The video for the lecture given on March 29, 2016 is now available.

Notes

In Class

Lecture 21
----------

* interactive-graphs-sol will be posted after lecture
* study session on April 11th, time TBD (final is on April 12th) but will be in the morning.
  (Earliest is 10 AM).

What did I leave out?

First, what did we cover?
 - JavaScript
 - Some HTML, CSS
 - clients versus servers
 - HTTP
 - synchronous versus async code
   - callbacks
 - Node, Jade, Express
 - browser developer tools
 - closures, lexical scoping
 - a little networking
 - databases
   - noSQL, MongoDB
   - queries
 - a little crypto (SSL, certificates, password hashing)
 - a little security
   (cross-site scripting, input validation
 - client side versus server side JavaScript
   - jQuery
 - DOM basics
 - basic AJAX


Left out...
 - much more to HTML, CSS
 - much more to the DOM
 - more to AJAX, client-server communication
   (e.g., WebSockets)
 - SQL
   - transactions
   - indexing *
 - PHP
   - language + HTML templates
   - instead we learned Node + Jade
 - Meteor, AngularJS, ...
   client-side JS libraries and frameworks
 - other server-side languages & frameworks
   - ASP.NET, .NET, Java-based frameworks,
     Ruby on Rails
   - every programming language has multiple
     web frameworks
 
So, is this how the "big players" do the web?
 - facebook, google, etc.

They have
 - more servers
 - challenge is how to *use* them

HTTP is inherently stateless.  How do you scale stateless?
 - replicate, load balance
 - to store state, make state store bigger
   - need bigger database!

Big websites have some mix of:
 - scalable databases
 - replicate application servers
 - caching for static content

E.g., ecommerce
 - while shopping, users get static content
    - easy to scale
 - but purchases have to hit the database
   - and have to generate writes

To scale you have to engineer the system
 - but you don't need to change your basic application


Security?
 - input validation/sanitization
   - don't let the user talk to the browser, server,
     or database directly - no code injection
 - use reasonable crypto
   - communications security (SSL/TLS)
   - authentication (passwords, etc)
 - security policy
   - what is allowed, what is not
   - how to enforce

Networking?
 - latency versus bandwidth*
 - IPv6
 - firewalls
 - NAT


Cloud computing
 - remote servers where there are LOTS of remote servers
 - challenge is in coordinating applications across
   all of those servers
 - basic tools is virtualization
    - easier to manage a virtual server than a real one
    - Give me 10,000 servers for 2 hours
 - cloud servers run web apps, almost entirely


Amazon is the real "parent" of cloud computing
 - they got into the cloud because of Christmas
 - they had servers that were doing nothing 11 months
   out of the year
   - so why not rent them out
 - they provide more and more infrastructure for
   building large web applications, based on their
   internal tech


Networking

The Internet is a network of networks
  SCS network is connected to the Carleton backbone
  which is connected to the Unicentre's network.  The
  backbone also connects to Carleton's ISPs (ISPs)

Firewalls on the Internet block all kinds of network traffic.
Mainly for 'security reasons'

Now, arbitrary network traffic gets routed through HTTP.
Because it can reach all of the Internet
 - other protocols get squeezed into HTTP

WebRTC

Learn networking but realize modern networks just ship HTTP

* Databases, indexes
* Security
  - web security issues
* The future

Posting Assignment 5 solutions now

Student Notes

Announcements

  • There might be an exam review on April 7th.

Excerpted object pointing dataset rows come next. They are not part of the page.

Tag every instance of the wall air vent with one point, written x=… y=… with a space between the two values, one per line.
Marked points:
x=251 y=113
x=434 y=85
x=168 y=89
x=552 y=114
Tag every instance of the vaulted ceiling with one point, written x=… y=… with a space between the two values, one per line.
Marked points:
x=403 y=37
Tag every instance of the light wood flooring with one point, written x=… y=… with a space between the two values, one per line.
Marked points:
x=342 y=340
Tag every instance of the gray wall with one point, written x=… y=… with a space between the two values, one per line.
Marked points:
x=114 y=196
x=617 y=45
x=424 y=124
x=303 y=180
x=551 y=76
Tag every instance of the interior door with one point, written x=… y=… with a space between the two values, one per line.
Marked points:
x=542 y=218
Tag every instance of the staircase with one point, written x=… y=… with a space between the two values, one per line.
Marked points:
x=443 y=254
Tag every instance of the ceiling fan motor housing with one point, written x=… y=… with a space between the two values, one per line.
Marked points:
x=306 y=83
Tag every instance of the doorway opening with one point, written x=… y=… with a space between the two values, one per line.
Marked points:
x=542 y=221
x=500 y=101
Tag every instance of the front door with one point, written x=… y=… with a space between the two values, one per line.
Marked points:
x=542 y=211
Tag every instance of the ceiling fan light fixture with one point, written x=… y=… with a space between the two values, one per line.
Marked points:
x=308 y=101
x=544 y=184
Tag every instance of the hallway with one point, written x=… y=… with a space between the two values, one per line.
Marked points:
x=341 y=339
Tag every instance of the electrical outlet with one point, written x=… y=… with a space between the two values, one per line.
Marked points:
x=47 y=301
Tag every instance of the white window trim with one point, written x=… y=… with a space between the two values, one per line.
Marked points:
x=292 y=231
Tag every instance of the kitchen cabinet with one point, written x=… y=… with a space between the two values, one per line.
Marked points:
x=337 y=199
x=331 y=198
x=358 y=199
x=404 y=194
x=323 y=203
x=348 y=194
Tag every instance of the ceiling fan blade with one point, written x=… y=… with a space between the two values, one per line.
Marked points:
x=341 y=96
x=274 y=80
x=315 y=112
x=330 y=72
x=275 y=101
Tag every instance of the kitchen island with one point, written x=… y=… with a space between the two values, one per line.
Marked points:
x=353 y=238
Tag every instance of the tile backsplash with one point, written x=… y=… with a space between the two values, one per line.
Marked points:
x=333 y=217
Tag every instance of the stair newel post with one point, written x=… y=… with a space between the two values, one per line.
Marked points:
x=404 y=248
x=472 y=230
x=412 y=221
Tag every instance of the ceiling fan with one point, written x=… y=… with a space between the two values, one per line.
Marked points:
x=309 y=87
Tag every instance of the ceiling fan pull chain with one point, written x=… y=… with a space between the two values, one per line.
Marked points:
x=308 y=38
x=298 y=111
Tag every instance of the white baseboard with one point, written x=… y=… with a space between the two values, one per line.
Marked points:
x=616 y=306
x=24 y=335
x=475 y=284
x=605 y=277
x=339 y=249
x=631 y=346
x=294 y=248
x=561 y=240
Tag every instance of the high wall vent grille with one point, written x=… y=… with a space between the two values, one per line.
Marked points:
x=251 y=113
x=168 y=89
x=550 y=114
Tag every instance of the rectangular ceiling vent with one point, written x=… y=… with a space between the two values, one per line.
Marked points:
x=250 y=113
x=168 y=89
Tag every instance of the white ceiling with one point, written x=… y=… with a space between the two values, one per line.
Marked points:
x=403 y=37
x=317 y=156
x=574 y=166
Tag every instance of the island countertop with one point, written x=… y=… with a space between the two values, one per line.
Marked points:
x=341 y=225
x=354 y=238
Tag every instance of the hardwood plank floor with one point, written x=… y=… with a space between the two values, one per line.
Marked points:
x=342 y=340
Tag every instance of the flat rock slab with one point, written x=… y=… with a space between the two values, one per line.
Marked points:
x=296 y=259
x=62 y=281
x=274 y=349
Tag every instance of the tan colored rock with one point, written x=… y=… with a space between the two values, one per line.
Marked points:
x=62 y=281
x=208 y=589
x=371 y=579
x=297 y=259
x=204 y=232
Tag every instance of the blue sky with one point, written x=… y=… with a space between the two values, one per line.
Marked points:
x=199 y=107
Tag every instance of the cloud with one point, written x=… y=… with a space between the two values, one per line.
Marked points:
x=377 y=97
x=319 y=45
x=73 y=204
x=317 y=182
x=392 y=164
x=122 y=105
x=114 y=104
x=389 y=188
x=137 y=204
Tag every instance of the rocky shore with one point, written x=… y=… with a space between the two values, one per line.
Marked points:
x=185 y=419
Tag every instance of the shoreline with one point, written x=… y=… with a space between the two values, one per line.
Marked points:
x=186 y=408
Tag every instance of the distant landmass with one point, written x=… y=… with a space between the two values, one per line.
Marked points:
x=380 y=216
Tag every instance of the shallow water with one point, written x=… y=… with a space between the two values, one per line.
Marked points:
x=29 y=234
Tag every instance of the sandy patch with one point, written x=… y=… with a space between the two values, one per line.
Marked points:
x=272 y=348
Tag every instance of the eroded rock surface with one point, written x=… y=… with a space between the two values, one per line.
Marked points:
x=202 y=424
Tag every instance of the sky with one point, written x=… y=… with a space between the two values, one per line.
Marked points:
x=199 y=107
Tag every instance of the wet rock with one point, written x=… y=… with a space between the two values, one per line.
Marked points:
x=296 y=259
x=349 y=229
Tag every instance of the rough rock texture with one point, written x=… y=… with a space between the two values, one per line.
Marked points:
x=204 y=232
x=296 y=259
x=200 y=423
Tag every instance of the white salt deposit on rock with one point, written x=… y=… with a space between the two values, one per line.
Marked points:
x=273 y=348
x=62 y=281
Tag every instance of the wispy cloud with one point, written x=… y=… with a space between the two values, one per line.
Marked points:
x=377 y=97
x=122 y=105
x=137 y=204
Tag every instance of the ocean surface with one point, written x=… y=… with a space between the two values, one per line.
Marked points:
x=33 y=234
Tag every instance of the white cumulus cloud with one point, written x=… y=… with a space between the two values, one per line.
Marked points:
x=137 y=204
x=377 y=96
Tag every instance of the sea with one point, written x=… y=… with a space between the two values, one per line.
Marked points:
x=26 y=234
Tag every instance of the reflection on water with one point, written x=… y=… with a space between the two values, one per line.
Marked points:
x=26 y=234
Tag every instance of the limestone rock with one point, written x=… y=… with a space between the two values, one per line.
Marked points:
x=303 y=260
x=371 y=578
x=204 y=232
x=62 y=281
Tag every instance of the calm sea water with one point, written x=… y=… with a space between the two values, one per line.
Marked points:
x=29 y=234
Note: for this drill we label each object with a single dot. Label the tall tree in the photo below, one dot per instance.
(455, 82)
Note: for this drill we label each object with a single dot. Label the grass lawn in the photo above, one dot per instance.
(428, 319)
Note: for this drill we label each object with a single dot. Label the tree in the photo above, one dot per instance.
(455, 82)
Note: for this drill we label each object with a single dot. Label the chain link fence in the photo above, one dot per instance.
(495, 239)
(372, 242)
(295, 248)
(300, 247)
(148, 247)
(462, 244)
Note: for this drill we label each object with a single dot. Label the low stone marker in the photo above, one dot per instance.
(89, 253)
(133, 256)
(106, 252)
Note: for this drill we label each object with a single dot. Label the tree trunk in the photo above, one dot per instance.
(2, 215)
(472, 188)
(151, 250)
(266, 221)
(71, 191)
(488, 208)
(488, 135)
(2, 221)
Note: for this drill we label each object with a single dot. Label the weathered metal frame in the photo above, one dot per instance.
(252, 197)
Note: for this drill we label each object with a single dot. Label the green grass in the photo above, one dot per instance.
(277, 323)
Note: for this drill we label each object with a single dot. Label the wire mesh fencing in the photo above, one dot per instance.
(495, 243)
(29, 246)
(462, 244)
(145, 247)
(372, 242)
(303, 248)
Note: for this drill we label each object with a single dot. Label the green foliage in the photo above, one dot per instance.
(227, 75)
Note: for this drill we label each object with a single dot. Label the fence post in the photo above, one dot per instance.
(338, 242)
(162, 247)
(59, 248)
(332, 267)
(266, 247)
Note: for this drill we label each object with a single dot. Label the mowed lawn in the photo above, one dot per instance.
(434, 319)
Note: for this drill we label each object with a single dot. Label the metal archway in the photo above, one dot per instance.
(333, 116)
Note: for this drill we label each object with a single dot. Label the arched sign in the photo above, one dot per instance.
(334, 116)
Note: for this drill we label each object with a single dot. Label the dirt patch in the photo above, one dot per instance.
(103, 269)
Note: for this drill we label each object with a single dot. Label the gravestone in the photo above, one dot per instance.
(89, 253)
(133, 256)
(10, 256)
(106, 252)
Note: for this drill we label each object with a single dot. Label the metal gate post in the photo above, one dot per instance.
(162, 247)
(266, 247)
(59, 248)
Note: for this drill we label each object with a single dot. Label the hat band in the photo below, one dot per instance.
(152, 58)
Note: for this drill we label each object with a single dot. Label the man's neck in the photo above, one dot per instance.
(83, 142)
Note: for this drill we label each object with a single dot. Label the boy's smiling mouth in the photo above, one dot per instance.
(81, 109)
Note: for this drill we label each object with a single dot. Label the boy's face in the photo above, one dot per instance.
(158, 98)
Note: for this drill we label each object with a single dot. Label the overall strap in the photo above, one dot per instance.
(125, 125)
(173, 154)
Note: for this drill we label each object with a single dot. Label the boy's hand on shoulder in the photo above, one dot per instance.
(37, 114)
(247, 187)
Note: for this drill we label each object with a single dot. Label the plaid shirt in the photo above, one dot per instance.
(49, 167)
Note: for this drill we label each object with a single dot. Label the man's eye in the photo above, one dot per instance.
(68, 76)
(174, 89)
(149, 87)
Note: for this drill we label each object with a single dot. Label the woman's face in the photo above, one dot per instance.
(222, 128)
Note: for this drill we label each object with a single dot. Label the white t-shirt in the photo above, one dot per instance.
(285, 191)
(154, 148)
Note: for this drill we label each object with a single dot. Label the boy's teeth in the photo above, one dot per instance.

There will also be a review session on April 11th (time TBD, probably AM). Final is on April 12th (9:00 AM).
  • Solutions for Assignment 5 (Interactive Graphs) have been posted on the course website.

What We Covered in the Course

  • First, what did we cover in the course so far?
    • JavaScript
    • Some HTML, CSS
    • Clients versus servers
    • HTTP
    • Synchronous versus asynchronous code (callbacks)
    • Node, Jade, Express
    • Browser developer tools
    • Closures, lexical scoping
    • A little bit of networking
    • Databases (noSQL, MongoDB)
      • Queries
    • A little bit of cryptography (SSL, certificates, password hashing)
    • A little security (cross-site scripting, input validation)
    • Client-side versus server-side JavaScript (jQuery)
    • DOM basics
    • Basic AJAX
  • This is a good amount of material, especially given that COMP 2406 is an introductory class. However, it is only a small portion of the technologies upon which the modern web is based.

What did we leave out?

  • There's much more to HTML and CSS
    • The stuff we left out wasn't essential to an introductory class like 2406, and can be learned easily through online resources like MDN or Code Academy. You might have to learn them on your own if you intend to work on an actual web development project. Thanks to technologies like Express, however, you don't really have to know a lot of HTML and CSS to get a basic website up and running.
  • SQL
    • The way databases are accessed
    • Transactions
    • Indexing (how to make database access faster)
  • PHP: language + HTML templates
    • There are a lot of serious web applications, both proprietary and open source, that use PHP. If you understand Java and JavaScript well, PHP isn't very hard to learn. It's basically a language combined with HTML templates.
    • Instead, we learned Node + Jade to generate HTML
  • Meteor, AngularJS, and other client-side JS libraries and frameworks
    • There are a lot of JS libraries: low-level as well as high-level
    • There are JS libraries to do almost everything under the sun
  • Other server-side languages and frameworks
    • E.g. ASP.NET, .NET, Java-based frameworks, Ruby on Rails
    • There's even a COBOL-based server-side language
    • Learning each of these frameworks takes time and energy, but it might be worthwhile if you end up working with them.
    • Many fundamental concepts will be the same across the different languages
  • There's much more to the DOM
    • The DOM is a very complicated data structure; there's much more to learn than what we covered in class.
  • There's more to AJAX
    • AJAX provides a way for the client and server to talk in the background

Scaling

  • So, is this how the "big players" do web development?
    • They have more servers
    • The challenge is how to use the powerful servers
    • Scalability becomes a key issue
  • The big players have to be able to serve a massive number of people at the same time. Not only do they have to have more servers, they also need to utilize the additional hardware efficiently. The tough part is figuring out how to make use of the extra computational resources.
  • HTTP is inherently stateless. How do you scale stateless machines?
    • Replicate, load-balance
      • These things can be done automatically for you if you use the cloud. For example: AWS.
  • To store state, you'd need a bigger database
    • The database has to be able to scale to whatever load you put on it
    • Companies like Oracle sell big, scalable databases
  • Big websites have some mix of:
    • Scalable databases
      • Databases must be designed for concurrency
    • Replication of application on servers (many instances running)
      • Allows you to serve large number of clients concurrently
    • Caching for static content
      • Preemptive loading of some content to reduce dynamic database access
    • The state of your app is not stored on server, it is stored in the database
    • Good databases are designed for concurrency
    • Good databases are designed to optimize write performance and store data reliably.
    • However, as a web designer, your job is not to reinvent the wheel. Pick the proper DB option for your particular app.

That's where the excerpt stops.